Non abbiamo che una vita e questa affermazione ci definisce e ci spinge alla ricerca di un'esistenza perfetta. A ribadirlo è Jaco Van Dormael che ci parla sovente di Mr. Nobody, esplorando film dopo film le potenzialità di un destino. La molteplicità dei percorsi che potremmo seguire, la vertigine filosofica del vivere, i rimpianti di un'intera vita o la rinuncia a viverne una, si trovano già tutti nel suo primo film, Toto le héros. Thomas è persuaso che la sua vita non sia la sua. Durante un incendio è stato scambiato col suo vicino di culla, Alfred. Astioso e ossessionato si decide una volta anziano ad ucciderlo.

Sospeso tra passato e presente, il racconto è strutturato come un mosaico temporale che svolge senza sosta i ricordi dell'eroico Thomas. La sua memoria è un puzzle i cui pezzi si ricompongono per formare il tableau finale, uno sguardo sull'infanzia, sulla leggerezza di quell'età e sui suoi conflitti in faccia all'incomprensione degli adulti.
Marzia Gandolfi

Meraviglia e realismo si mescolano in una storia che rivela l'imperfezione della vita. Disegnato con lo stile barocco di Van Dormael. Toto le héros appartiene a quel genere di film per cui il cuore fa "boum" come in una canzone di Charles Trenet.
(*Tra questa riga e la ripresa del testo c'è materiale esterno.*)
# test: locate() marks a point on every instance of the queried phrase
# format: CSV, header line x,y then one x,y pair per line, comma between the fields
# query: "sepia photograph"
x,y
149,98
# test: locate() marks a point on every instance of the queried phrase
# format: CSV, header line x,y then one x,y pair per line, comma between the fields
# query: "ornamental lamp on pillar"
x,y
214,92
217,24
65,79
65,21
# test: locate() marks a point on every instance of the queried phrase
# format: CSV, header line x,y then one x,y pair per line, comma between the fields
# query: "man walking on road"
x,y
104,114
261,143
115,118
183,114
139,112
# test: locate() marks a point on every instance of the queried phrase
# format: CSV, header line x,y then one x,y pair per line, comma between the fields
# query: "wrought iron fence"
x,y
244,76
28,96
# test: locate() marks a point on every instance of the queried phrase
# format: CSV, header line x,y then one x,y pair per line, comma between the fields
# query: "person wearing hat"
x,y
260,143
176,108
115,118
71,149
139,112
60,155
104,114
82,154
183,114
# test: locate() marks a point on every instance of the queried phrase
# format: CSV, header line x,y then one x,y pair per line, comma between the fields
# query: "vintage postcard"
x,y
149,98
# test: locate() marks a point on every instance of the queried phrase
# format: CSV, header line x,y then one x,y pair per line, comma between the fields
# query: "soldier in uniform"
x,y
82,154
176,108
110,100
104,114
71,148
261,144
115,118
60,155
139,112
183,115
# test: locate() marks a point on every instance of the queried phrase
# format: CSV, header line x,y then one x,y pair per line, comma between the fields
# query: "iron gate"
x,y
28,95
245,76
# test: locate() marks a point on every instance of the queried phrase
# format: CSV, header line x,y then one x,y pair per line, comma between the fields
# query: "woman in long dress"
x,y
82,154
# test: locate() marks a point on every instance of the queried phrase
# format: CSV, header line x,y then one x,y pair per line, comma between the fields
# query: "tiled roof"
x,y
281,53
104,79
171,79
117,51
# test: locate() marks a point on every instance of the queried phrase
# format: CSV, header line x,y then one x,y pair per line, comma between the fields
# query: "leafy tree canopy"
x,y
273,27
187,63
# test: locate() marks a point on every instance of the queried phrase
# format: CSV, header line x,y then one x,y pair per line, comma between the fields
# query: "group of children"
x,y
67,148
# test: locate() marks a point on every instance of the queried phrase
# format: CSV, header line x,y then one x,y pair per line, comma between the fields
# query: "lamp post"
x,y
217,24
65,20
Perché la vita è un'avventura, piena di curve e scarti inattesi, che vale sempre il viaggio, per quanto imperfetto.

In foto una scena del film Toto le héro.

Nel 1959, l'anno in cui fu girato Déjà s'envole la fleur maigre, il cinema belga si limitava ai documentari di Henri Storck e a qualche commedia leggera destinata alla consumazione locale. Paul Meyer fu il primo, e in anticipo di qualche anno su André Delvaux e Chantal Akerman, a farlo uscire dal suo torpore. Al debutto degli anni Sessanta, il governo belga lo incarica di realizzare un cortometraggio di propaganda sull'integrazione dei figli dei lavoratori immigrati in Borinage, una regione del Belgio che vive(va) sull'estrazione del carbone. Ma sul posto, il regista scopre la realtà delle baracche del Borinage e la chiusura prossima delle sue miniere. Il progetto di raccontare una regione indigente come il paese della cuccagna volge nella cronaca della vita di una comunità di minatori provenienti da tutta Europa.

Il film si apre sull'arrivo di una famiglia siciliana trasferitasi per raggiungere il capofamiglia. Come farà anni più tardi Ken Loach, Paul Meyer lascia che sia la 'vera gente' a recitare il proprio personaggio. Le scene si succedono 'in presa diretta' immerse in un bianco e nero che ha la bellezza senza trucco delle foto di famiglia degli anni Cinquanta.
Marzia Gandolfi

Di una freschezza corroborante ancora oggi, Déjà s'envole la fleur maigre è un film sociale vicino ai suoi personaggi senza scadere mai nell'operaismo, quell'atteggiamento velleitario di solidarietà ai problemi e alla lotta operaia raccontato così bene in una canzone di Giorgio Gaber ("Al bar Casablanca"). 'Scomunicato' dal governo belga, che non gradì la verità, il documentario di Paul Meyer ha la malinconia scorata del verso di Salvatore Quasimodo che ispira il titolo.

In foto una scena del film Déjà s'envole la fleur maigre.